There was a pause that could have held a dozen questions. He chose one.
“Why?”
Her laugh was almost a sigh. “Why not?” she offered at first. But the moment didn’t accept deflection. It waited for the truth. So she tried again. “Because I don’t know how else to be helpful anymore. Because I don’t know what else I’m allowed to offer.”
His expression didn’t change. But his stillness sharpened, the way it did when he was trying not to interrupt something important. He let her speak.
“I walk through this house and everything feels... borrowed,” she said, the words tumbling now, half-admission, half-prayer. “Zoey talks to you more than she talks to me. She looks for you when something’s wrong. She shows you her sketches. She plays her demos for you. I’m just—what? A cautionary tale about who used to be her mother?”
“That’s not fair,” he said gently.
Maya let out a quiet, bitter laugh. “Isn’t it? I left, Rishi. I left her. I left her alone. I left the wreckage and came back expecting it to be neatly organized in piles. And instead, you built something good. Something whole. Without me.”
Rishi’s voice was low. “Not whole.”
“Well, whole enough,” she said. “And now I’m the one trying to prove I belong in something I helped break.”
She looked down into her drink, swirling the gold around the sides of the glass. The ice barely clinked.
“I know what it looks like—throwing money at things. First, the film. Now this... Vidstream idea. I know what it feels like, too as if I’m trying to repurchase my way back into her life. Like I’m waving zeros in her face and saying, ‘See? I matter.’”
She swallowed hard.
“Maybe I am trying to buy her. Or maybe I’m just trying to give her something she doesn’t have to forgive me for. A future. A beginning.”

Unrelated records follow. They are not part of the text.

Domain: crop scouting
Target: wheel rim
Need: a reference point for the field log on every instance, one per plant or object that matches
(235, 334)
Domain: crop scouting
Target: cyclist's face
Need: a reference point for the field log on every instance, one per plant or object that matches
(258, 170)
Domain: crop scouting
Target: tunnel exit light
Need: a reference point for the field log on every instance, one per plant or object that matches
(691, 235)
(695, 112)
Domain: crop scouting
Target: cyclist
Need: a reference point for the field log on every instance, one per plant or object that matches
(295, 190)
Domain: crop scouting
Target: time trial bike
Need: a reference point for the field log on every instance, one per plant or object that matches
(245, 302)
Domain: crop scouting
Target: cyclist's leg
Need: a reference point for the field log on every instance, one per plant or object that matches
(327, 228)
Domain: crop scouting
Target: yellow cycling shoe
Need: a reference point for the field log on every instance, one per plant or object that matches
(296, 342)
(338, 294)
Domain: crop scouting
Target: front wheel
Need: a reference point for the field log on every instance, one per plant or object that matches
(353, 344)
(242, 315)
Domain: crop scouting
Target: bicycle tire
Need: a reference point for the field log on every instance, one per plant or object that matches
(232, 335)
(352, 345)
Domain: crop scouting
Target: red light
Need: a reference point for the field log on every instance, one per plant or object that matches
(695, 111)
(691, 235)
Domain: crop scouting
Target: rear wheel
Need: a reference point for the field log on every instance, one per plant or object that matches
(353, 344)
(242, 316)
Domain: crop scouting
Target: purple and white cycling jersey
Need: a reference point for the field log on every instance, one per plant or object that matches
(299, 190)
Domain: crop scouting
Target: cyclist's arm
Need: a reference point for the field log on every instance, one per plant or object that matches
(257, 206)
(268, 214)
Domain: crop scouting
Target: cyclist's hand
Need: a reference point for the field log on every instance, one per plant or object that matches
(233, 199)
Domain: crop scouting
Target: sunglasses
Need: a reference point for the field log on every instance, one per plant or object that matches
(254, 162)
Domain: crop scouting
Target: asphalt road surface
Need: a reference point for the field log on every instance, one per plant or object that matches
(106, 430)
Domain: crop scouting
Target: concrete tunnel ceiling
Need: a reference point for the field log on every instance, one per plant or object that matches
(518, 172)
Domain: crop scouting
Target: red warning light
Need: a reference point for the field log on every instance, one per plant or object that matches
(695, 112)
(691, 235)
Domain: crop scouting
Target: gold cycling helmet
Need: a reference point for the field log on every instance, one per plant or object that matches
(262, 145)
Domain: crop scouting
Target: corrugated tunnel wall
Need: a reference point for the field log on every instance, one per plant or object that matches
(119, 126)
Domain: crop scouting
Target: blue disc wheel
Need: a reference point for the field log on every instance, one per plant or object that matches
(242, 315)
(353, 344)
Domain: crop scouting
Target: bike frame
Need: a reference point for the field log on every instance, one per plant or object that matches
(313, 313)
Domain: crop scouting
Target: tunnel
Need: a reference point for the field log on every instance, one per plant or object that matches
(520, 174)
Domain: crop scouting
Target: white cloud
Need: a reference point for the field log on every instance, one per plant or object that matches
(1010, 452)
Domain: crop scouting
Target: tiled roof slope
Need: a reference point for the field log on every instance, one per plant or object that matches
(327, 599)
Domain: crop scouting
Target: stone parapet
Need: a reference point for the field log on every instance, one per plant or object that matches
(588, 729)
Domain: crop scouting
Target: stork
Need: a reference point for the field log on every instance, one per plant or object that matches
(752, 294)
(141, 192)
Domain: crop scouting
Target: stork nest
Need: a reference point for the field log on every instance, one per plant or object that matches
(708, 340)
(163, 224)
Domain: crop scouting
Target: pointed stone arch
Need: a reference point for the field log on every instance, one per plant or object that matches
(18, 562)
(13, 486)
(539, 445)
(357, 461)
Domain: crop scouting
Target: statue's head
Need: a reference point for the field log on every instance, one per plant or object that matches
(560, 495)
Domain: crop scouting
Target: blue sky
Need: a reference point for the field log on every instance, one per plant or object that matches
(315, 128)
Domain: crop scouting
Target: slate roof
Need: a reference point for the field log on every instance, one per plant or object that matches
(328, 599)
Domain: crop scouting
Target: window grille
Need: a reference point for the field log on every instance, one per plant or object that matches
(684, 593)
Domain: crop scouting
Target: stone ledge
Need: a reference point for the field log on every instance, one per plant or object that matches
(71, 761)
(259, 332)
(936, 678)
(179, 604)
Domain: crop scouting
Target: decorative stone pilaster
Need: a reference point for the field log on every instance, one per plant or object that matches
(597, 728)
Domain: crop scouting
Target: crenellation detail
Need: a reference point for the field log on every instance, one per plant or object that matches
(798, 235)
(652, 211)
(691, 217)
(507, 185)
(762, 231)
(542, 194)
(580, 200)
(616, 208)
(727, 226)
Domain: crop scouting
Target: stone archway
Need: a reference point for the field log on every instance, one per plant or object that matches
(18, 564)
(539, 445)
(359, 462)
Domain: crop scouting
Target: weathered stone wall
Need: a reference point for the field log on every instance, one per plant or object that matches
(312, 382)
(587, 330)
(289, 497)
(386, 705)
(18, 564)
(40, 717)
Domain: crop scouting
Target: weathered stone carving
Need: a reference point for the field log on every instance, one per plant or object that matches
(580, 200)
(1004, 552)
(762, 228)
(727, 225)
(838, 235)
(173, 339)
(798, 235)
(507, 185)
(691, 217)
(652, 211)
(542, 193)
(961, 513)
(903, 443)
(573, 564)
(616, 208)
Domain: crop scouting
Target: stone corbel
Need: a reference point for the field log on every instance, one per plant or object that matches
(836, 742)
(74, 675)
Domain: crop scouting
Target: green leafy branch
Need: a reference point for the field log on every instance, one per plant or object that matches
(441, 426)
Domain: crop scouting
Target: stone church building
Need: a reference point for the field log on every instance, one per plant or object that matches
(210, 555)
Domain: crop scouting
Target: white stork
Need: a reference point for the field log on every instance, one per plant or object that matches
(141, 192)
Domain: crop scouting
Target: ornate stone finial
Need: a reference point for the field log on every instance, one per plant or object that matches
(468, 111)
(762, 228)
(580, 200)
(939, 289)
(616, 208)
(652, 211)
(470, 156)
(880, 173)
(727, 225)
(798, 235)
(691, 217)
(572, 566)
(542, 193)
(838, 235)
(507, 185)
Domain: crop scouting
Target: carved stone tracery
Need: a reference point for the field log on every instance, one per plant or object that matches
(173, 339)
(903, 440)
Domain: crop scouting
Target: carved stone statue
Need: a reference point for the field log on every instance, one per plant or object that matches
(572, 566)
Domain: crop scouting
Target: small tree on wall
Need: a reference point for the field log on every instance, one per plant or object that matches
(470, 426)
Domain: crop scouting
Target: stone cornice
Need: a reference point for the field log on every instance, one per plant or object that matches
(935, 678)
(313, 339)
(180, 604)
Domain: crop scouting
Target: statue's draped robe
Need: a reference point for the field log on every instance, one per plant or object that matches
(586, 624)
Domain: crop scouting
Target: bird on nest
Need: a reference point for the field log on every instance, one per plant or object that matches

Rishi leaned back. His face softened — not with pity, never that — but with something quieter. Recognition. Familiar pain.
“She loves you, Maya.”
“She wants to,” Maya said. “That’s different. She wants to love me. But she doesn’t trust me yet. She shouldn’t.”
Her voice cracked, just enough for the truth to come through unfiltered.
“I watch the way she looks at you, Rishi—the way Ayaan does, too. Like you’re gravity. As if you’re the reason their lives take shape. And I want that. I want to see her look at me like that just once. To trust that I’ll stay. That I won’t run at the first sign of collapse. But she doesn’t. Not yet.”
A breath.
“Maybe never.”
And then, quietly, the whisper she didn’t know she’d been holding: “I’m not a bad mother because I made mistakes. I’m a bad mother because I keep trying to fix them with money. With gestures. With wires and transfers and gifts instead of time.”
She turned the glass in her hand. “And maybe this makes me worse. A woman who bankrolls startups hoping her daughter will say thank you like it means I forgive you.”
Rishi’s hand, weathered and steady, reached across the island and gently stilled hers.
“You’re not a bad mother, Maya,” he said.
“Yes,” she whispered, “I am.”
He shook his head. “You’re a mother who is still here. You came back. You stayed. You sat in this house and felt like an outsider, and didn’t run. That’s not nothing.”
Maya stared at their hands. His thumb gently brushed her knuckle — not romance, not nostalgia. Just presence. Just history.
Rishi said, “You didn’t walk out of this room. That’s the only thing that matters now.”
Maya’s eyes shimmered, but she didn’t look away.
He raised his glass.
“To stay in the room.”
Maya lifted hers quietly.
“Too trying,” she said.
They drank. Not in celebration. Not in closure.
But in the hope that maybe trying — honestly, vulnerably — could be enough.
At least tonight.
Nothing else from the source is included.